For objective 2 (WP2), nitrogen-doped graphitic carbon dots and amorphous carbon dots were prepared and immobilized onto stomatocyte, and visible light (450 nm) was used to drive the reduction of NAD+ catalyzed by co-immobilized rhodium complex (Rh) for directional movement. To study the rotation, we successfully engineered polymersomes into different shapes, including nanorods, discs, rod-modified stomatocytes, etc.
For objective 3 (WP3), a molecular probe comprising Os as the functional module, pyrene as the anchor, and PEG as the spacer is synthesized.
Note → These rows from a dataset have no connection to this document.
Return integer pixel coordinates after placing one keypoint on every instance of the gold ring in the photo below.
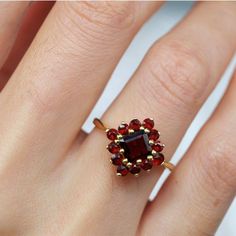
(134, 146)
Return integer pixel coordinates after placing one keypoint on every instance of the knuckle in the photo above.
(105, 15)
(179, 71)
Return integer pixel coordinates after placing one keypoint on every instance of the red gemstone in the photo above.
(135, 124)
(116, 159)
(122, 170)
(123, 129)
(134, 170)
(112, 134)
(113, 148)
(154, 134)
(135, 145)
(158, 147)
(148, 123)
(146, 165)
(158, 159)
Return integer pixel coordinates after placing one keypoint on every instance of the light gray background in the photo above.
(158, 25)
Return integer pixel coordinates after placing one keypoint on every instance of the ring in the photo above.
(134, 146)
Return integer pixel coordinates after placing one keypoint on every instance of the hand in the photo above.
(54, 179)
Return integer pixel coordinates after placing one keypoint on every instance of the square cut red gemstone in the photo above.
(136, 146)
By harnessing the non-covalent interaction between pyrene and PEG corona of the nanomotors, Os is efficiently loaded onto the surface of the nanomotors. The length of the PEG spacer is manipulated to optimize the electron transfer between reduction and oxidation reactions.
The results from WP3 are published by Nature Chemistry. The results from WP2 are in preparation. The results from WP1 and WP3 are in preparation. In terms of collaborative work, I was able to publish a preprint version of our research work on nanomotors with programmable positive and negative chemotaxis as the third author paper, and one paper was submitted to Nature Materials as the third author. All the publications resulting from this fellowship include references to the EU funding.
In terms of exploitation and dissemination, we built international collaboration with Prof. Dr. Michael L. Klein (National Academy of Sciences) and Prof. Dr. Vincenzo Carnevale from Temple University on understanding the loading mechanism of Os complex by molecular dynamics simulation. We built a collaboration with the Electron Microscopy Center of Utrecht University on characterizing the nanomotors. Apart from this, the results were also disseminated in conferences of sIMMposium, NWO CHAINS, and FMS Annual meeting. The results were also disseminated in “Supramolecular and Systems Chemistry Course” at Nijmegen by the supervisor.
In terms of outreach activities, I joined the ‘open house’ organized by the Faculty of Science, Radboud University. Presentation, demo experiment, and Lab tour were given to communicate the project results and research activities of the host with a general audience, including primary school students. Moreover, a website (http://apsimproject.com/(se abrirá en una nueva ventana)) and YouTube channels are built to communicate project activities to different audiences. The project results are also communicated with the Twitter accounts of the departments.
During the implementation of the project, we developed a new surface functionalization method inspired by a serendipitous discovery during our experiment which led to the realization of the dual nature phenomena of the PEG layer. This helped us to efficiently attach Os onto the stomacotyte to connect two half-reactions. As compared with traditional covalent and non-covalent binding, the new surface functionalization strategy has the following advantages: (i) one step in water; (ii) short functionalization time (2 minutes); (iii) spatial-temporal selective loading; and (iv) precise orientation control. The unexpected results have the following potential impact: 1) PEG, one of the most widely used polymers in the biomedical field, can potentially be used to load hydrophobic cargo molecules, which will build the new designing principle of drug carriers, 2) molecular catalyst and photosensitizer can be loaded onto stomatocyte for the second generation photosynthetic nanomotors, 3) we challenged the “stealth” nature belief of the PEG corona which is used in many biomedical applications and demonstrate that by design we can engineer the corona of the particles to be responsive under specific conditions. This can lead to the design of better carriers in the future as well as an understanding of the behavior of this system in complex environments.